Strange seeds were being sewn in the fertile soil of impoverished neighborhoods. Those who received these oddball missionaries felt love, sometimes for the first time, and responded in kind to others. Soon they, too, were peculiar people praying for anyone and everyone, blessing everyone and pointing them to God as the source of all things good.
Some of the poor and downtrodden came into churches, only to leave in disappointment when they didn't find more peculiar, loving, passionate people inside.
Some called it a revival, Ossie recalled, but others said it couldn't be, because nothing like this had ever happened before. This was new life, and it was life in abundance.
That was 50 years ago.
Now, the City Church was celebrating the dismantling of all boundaries between denominations, between races, between classes. Once that had occurred, God's glory had transformed the city so fast nobody could really keep track of it.
Businesses had flourished, not just financially, but in soaring employee morale and incredible outpourings of charitable work. Politicians were replaced wholesale by Christians who spoke of building the Kingdom of God as the only reliable way to affect any of the city's problems.
People today are prayer walking every neighborhood in the city.
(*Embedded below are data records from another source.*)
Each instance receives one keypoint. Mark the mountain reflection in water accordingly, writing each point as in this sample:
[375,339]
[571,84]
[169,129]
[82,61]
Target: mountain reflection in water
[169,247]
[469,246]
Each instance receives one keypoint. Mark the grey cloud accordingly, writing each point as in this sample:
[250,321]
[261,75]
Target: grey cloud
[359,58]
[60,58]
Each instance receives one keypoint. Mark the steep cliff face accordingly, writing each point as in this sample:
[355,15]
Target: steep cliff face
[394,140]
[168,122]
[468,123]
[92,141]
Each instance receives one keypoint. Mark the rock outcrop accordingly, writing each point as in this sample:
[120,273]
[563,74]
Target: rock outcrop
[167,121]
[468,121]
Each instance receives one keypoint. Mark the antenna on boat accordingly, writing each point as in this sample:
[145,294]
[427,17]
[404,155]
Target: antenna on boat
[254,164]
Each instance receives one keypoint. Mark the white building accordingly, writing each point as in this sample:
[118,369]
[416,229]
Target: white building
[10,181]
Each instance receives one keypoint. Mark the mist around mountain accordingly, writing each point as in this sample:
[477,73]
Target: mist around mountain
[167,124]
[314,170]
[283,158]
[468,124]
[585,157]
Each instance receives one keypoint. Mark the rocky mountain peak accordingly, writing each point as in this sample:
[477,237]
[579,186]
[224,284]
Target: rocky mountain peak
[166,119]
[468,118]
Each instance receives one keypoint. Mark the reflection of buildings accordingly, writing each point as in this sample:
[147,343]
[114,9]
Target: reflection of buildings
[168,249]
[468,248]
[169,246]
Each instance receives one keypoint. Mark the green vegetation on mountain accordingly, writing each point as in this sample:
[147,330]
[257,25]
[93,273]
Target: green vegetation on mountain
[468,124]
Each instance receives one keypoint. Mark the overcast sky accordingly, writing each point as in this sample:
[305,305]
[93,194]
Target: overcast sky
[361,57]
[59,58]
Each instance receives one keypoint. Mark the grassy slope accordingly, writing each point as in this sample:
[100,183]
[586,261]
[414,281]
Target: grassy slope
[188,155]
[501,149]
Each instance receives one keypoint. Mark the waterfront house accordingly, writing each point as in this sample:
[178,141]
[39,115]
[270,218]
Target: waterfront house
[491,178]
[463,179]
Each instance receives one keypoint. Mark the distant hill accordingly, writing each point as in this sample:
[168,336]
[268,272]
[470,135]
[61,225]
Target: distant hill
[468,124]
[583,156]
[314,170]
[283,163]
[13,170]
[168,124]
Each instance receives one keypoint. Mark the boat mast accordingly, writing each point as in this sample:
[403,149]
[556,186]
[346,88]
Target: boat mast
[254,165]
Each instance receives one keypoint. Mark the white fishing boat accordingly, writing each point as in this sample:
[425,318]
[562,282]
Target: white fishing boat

They know which houses still have people who don't know the Lord and spend extra time praying there, blessing the occupants and waiting in expectation for the day God touches their hearts.
We've taken the bars off the prisons. Everyone in there these days has accepted Christ. They realize they have a debt to pay to society and that God will use their remaining time in detention to His glory, so there are no escape attempts.
Ossie gave the pulpit one final polishing stroke.
There. All ready for Monday, when the museum would reopen.